Sorry, aber das war natürlich nur ein kleiner BBB-Scherz in der Überschrift. Nichts wird besser. Es sei denn es wird draußen wärmer. Dann hat die Bahn keine Probleme und die Flughäfen auch nicht. Es ist aber auch wirklich ärgerlich, wie überraschend es jedes Jahr Winter wird und vor allem wie wörtlich der Winter sein Versprechen „Winter“ nimmt.

Über das Zugfahren hat sich die Medienwelt schon ausreichend ausgelassen. Wobei bei den vielen „klugen Ratschlägen“ manchmal vergessen wird, dass die Bahn pro Tag 27.000 Fahrten abspult. Rein zahlenmäßig müsste der Winter bei den Flughäfen leichter zu bewerkstelligen sein. Wie pflegte Radio Eriwan zu sagen: „Im Prinzip ja, aber…..“ Die Flughäfen oder besser gesagt die entsprechenden Abfertiger für die Enteisung (wie z.B. GlobeGround Berlin) haben natürlich vorgesorgt. Sagen sie zumindest. Sie haben die Lager vergrößert und vor allem tolle Verträge für ausreichende Nachlieferungen geschlossen. Aber die liebe Globalisierung hat dafür gesorgt, dass bei den Lieferanten für Enteisungsmittel kein Wettbewerb mehr herrscht. Und die Schlaumeier dort (wie z.B. Clariant) haben natürlich auch schon etwas von „just in time-Lieferung“ gehört und wenden es auch an. Und wenn dann einmal ein einziger Bestandteil dieses Enteisungsmittels fehlt, dann wird es verdammt eng. Und jetzt fehlt Glykol!
Ja, das gute alte Glykol, das die Österreicher mal vor Jahren in ihren Wein geschüttet haben damit sich die Aromastoffe besser entfalten? Genau. Übrigens ist der Skandal damals aufgeflogen weil ein Winzer auffällig große Mengen von Frostschutzmittel in seiner Steuererklärung geltend machte. In den Glykol-Skandal war auch der Berliner Wirtschaftssenator Pieroth verwickelt, der im Neben- (Hauptberuf?) Chef einer großen Weinfirma war, die ebenfalls große Mengen Glykol in ihren Wein schütteten. Von „zuviel Glykol“ wie bei dem damaligen Wirtschaftssenator träumt nun die Berliner GlobeGround.

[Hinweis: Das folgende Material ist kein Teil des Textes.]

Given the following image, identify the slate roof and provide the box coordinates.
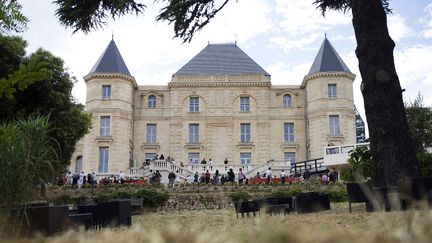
[175,43,270,75]
[308,37,351,75]
[90,39,131,76]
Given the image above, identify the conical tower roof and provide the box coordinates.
[90,39,131,76]
[308,37,351,75]
[175,43,269,75]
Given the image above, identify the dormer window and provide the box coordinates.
[283,95,291,108]
[240,97,250,112]
[102,85,111,99]
[189,96,199,112]
[328,84,337,98]
[148,95,156,108]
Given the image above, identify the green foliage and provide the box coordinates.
[0,0,28,33]
[228,191,251,202]
[341,146,374,182]
[135,188,169,207]
[405,93,432,153]
[0,117,57,208]
[417,153,432,176]
[322,187,348,202]
[0,37,91,172]
[53,0,146,33]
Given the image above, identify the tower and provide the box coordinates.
[302,37,356,159]
[83,39,137,175]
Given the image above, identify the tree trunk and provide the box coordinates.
[351,0,420,186]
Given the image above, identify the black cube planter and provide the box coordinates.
[346,183,372,212]
[23,205,68,235]
[295,192,330,213]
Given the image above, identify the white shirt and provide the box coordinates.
[266,170,273,178]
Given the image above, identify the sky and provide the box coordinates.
[19,0,432,131]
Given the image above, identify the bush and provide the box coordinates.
[228,191,251,202]
[51,194,74,205]
[323,188,348,202]
[134,188,169,207]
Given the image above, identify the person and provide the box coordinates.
[238,168,246,184]
[168,171,176,187]
[321,174,329,185]
[266,167,273,183]
[119,171,125,185]
[78,171,84,188]
[228,169,235,183]
[213,170,219,185]
[303,169,310,181]
[194,171,199,183]
[87,172,93,185]
[280,170,286,184]
[329,168,339,182]
[205,170,211,184]
[209,159,213,170]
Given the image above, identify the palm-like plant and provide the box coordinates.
[0,117,57,235]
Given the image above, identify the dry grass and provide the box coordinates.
[7,203,432,243]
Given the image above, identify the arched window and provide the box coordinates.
[148,95,156,108]
[283,95,291,107]
[75,155,82,173]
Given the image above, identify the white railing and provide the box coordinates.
[324,143,369,167]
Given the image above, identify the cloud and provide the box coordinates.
[387,14,414,41]
[265,62,311,85]
[276,0,351,36]
[420,3,432,39]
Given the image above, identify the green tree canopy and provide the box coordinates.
[405,93,432,153]
[0,37,91,174]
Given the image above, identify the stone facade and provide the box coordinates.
[71,38,356,174]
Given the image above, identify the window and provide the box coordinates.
[240,97,250,112]
[284,152,295,166]
[240,153,252,165]
[144,153,156,161]
[329,115,340,136]
[146,124,156,143]
[189,97,199,112]
[328,84,337,98]
[75,156,82,173]
[100,116,111,137]
[189,124,199,143]
[240,123,251,143]
[148,95,156,108]
[99,147,109,173]
[188,153,200,164]
[102,85,111,99]
[283,95,291,108]
[284,123,294,143]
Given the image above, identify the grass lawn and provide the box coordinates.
[6,203,432,243]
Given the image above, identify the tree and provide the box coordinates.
[0,117,57,236]
[405,93,432,153]
[0,37,91,171]
[0,0,28,34]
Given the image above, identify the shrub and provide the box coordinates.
[323,188,348,202]
[228,191,251,202]
[51,194,74,205]
[134,188,169,207]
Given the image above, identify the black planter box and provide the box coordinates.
[23,205,68,235]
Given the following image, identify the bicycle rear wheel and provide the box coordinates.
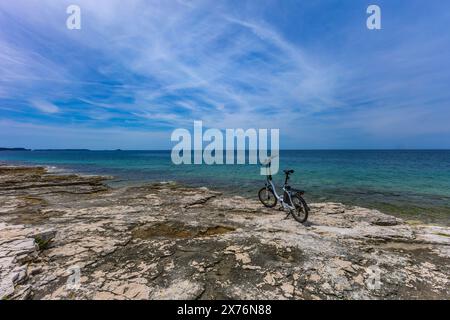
[258,187,278,208]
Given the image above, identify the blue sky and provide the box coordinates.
[0,0,450,149]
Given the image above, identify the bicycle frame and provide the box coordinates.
[266,174,295,210]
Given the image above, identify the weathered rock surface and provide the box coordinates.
[0,167,450,299]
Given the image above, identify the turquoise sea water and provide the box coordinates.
[0,150,450,225]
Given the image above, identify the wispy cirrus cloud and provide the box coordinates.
[0,0,450,147]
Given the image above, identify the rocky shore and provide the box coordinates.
[0,166,450,299]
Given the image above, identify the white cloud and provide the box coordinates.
[30,100,59,113]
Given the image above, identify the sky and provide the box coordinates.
[0,0,450,150]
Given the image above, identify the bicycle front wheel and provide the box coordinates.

Ok, was ist zu tun? Glykol muss her. Und wo gibt es genügend? In den USA! Liebe Fluggäste, die Ihr zur Zeit gerade in den USA seid. Bitte auf dem Rückflug soviel Glykol mitbringen wie ihr tragen könnt und in Eure Koffer passen. Das kann man dann bei uns zu einem ordentlichen Preis an die Enteiser-Fuzzies verkaufen.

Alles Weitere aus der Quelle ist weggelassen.